7.
Als er nog inktresten achterblijven, bevochtigt u het wattenstokje met gedistilleerd, gefilterd of gekookt
water en blijft u inkt afnemen totdat de contacten schoon zijn.
LET OP:
Gebruik geen kraanwater of alcohol, omdat u de printkoppen hiermee kunt beschadigen.
8.
Na het reinigen plaatst u de printkop op een vel papier of een papieren servetje.
9.
Reinig de contacten van de printkopsleuven van de printer met een vochtig wattenstaafje. Laat alle
elektrische contacten ten minste vijf minuten drogen voordat u de printkoppen terugplaatst.
10.Sluit het netsnoer aan en zet de printer aan. Het bedieningspaneel moet nog steeds aangeven dat er
een printkop ontbreekt.
11.Plaats de printkop terug in de sleuf met de kleurcode van de printkop. Druk de printkop goed op
zijn plaats.
12.Herhaal de bovenstaande stappen, indien nodig, voor de andere printkoppen.

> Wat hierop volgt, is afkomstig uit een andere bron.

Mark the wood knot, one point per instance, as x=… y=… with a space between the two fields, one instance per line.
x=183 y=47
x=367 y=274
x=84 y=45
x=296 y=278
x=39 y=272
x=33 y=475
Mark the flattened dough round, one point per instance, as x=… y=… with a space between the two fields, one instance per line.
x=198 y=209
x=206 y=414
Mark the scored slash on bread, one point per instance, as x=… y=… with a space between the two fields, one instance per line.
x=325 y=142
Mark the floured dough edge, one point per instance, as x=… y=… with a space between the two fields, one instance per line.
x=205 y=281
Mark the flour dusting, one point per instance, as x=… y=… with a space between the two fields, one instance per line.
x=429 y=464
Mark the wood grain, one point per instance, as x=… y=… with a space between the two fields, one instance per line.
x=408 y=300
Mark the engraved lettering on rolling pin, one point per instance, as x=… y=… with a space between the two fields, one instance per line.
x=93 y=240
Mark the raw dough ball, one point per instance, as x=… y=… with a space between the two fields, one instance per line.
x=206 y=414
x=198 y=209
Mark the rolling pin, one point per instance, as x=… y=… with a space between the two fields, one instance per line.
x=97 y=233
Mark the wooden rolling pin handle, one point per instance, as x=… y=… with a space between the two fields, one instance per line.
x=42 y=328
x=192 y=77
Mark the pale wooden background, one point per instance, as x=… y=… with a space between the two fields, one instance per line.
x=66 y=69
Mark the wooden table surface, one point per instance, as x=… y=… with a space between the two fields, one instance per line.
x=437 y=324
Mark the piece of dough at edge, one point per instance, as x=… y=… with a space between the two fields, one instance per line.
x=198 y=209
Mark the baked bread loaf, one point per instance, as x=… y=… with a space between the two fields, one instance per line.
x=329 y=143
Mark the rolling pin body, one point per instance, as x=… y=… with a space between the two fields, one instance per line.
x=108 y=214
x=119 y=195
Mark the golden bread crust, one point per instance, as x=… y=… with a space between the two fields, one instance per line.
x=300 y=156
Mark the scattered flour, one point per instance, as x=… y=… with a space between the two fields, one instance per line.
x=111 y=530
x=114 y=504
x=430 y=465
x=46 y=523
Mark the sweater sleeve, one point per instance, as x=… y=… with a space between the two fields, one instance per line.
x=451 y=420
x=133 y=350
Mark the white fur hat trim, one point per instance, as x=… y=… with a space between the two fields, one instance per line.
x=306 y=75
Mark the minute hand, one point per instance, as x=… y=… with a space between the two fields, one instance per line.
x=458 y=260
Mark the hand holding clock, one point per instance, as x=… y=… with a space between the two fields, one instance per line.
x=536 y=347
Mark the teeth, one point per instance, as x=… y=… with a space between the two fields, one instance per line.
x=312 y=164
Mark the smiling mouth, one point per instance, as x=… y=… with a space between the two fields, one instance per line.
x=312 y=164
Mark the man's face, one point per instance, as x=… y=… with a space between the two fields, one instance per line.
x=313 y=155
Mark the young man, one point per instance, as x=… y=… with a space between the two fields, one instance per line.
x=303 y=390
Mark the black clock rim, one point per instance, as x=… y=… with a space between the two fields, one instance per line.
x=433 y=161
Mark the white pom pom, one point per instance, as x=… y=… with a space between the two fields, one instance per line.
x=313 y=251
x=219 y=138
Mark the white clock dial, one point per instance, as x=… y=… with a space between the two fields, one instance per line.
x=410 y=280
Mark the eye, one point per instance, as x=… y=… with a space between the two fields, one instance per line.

13.Sluit de printkopgrendel. Controleer of deze goed is vergrendeld.
14.Sluit de klep van de afdrukbenodigdheden.
15.Sluit de klep van de printkop en van de inktpatroon.
16.Wacht tot de initialisatie van de printkoppen is voltooid en de testpagina is afgedrukt. Als de printer
geen testpagina afdrukt, vervangt u de gereinigde printkop.